What’s the Problem?
Communities trying to revitalize an existing downtown or neighborhood center or trying to encourage adaptive reuse of historic buildings may find that the combination of minimum parking requirements and constrained sites prevent these efforts from succeeding. The Cape Cod Commission offers some guidance on parking for historic and downtown sites in their model bylaws on Village Center zoning (https://www.capecodcommission.org/bylaws/village.html) and guidance on Historic Preservation (https://www.capecodcommission.org/historic/RPPHistoricPreservation.pdf).
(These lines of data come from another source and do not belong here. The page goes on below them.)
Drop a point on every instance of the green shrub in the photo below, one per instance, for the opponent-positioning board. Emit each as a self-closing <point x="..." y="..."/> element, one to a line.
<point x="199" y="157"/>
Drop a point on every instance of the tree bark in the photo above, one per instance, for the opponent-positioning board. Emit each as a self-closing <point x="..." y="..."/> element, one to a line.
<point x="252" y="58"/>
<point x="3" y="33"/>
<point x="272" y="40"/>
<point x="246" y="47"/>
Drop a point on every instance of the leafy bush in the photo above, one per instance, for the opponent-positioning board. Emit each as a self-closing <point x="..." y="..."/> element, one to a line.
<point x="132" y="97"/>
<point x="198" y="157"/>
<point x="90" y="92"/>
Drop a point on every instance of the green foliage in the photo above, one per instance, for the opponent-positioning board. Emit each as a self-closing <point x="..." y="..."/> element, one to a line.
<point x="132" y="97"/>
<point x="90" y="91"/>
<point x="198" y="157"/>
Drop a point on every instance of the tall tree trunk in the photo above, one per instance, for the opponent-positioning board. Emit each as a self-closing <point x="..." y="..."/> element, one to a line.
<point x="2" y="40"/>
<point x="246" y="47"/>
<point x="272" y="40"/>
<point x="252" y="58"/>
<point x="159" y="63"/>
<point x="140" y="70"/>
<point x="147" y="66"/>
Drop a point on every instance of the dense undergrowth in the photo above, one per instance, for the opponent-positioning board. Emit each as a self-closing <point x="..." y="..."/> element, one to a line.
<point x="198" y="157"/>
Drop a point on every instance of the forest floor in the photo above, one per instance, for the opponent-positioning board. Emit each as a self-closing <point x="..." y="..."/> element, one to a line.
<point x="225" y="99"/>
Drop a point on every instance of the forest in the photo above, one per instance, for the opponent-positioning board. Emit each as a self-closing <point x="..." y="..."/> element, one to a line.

Additional strategies for removing parking as an obstacle to redevelopment and adaptive reuse are listed below.
Strategies
- Reduce or eliminate minimum parking requirements for some or all uses downtown, and/or waive parking requirements for adaptive reuse projects.
- Allow or require developers in constrained areas to pay into a fund to be used for building public parking rather than providing parking spaces (see fees-in-lieu).
- Count on-street parking towards minimum parking requirements (see flexible minimum requirements).
- Allow the new use to lease or share parking spaces with nearby properties that have excess on-site parking or have parking demand during a different time of the day, week, or year (see shared parking).
- Establish flexible parking requirements based on:
- alternative mode access (especially proximity of transit, but also pedestrian and bicycle facilities)
- expected demographics of residential developments (age, income, other auto-ownership factors)
- parking studies providing data to support requests to reduce or increase parking
- implementation of programs to reduce the need for parking spaces, such as parking cash out, un-bundled parking, shared parking, priority parking for carpools, or car sharing (see parking and transportation demand management)
- If there is not enough extra parking capacity in downtown to absorb the impact of the redevelopment or reuse, establish shuttles to downtown from remote parking lots, such as park and ride lots, with excess capacity (see remote parking and shuttles).
- If the redevelopment will add to demand for on-street parking, charge for street parking where demand exceeds supply. If there are already meters for on-street parking, raise hourly rates, or allow meter rates to vary with demand (see charging for parking). To make this more palatable, make payment easy using advanced meter technology, and/or establish a parking benefit district to reinvest some of the revenue from parking fees in maintenance or improvements for the district where it is generated.